I think the way it's being shown to tourists is good and probably for the best. There should not be free admission for anyone who wants in. There are still some "glowing" spots so things brought out of the area should be checked for contamination.

Generally, the town of Pripyat and the alienated villages nearby are examples of how nature recovers after human presence. It's a big wildlife reserve, after all... though you won't find any two-headed cows :)

I'd like to visit it at some point.

photo credit: Timm Suess via photopin cc

Thank you, Roman. Thank you, readers.

Want more?

  • "was founded in 2004 by former Pripyat residents as the ‘unofficial’ web site for Pripyat. Since its foundation, the web site has grown into the world’s largest online community about the Chernobyl disaster." They've got some fascinating photo albums- try ChNPP before the disaster and Pripyat before the disaster for a look into daily life before that fateful Saturday. 
  • Those who remain in the Chernobyl area, the самоселы, are a rather loosely kept secret. There are thousands of articles on these people in Russian, but in English I'm not sure what to recommend. Start with Wikipedia's самоселы entry.

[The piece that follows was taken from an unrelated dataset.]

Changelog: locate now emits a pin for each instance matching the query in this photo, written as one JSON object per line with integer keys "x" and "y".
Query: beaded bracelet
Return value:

  1. It's a really cool entry! Thank you!

  2. What a haunting look at a devastating point in history. I got chills reading about the "clever" people who escaped from Pripyat only to have a brush with cancer later. Roman, thanks for sharing your story!

  3. I was really glad to hear about recompensation. Thank you Roman and Katherine, for sharing this story.

    1. Thank you for reading and for the share, MCD!
      Are you guys by chance planning to visit this area while you're in Ukraine?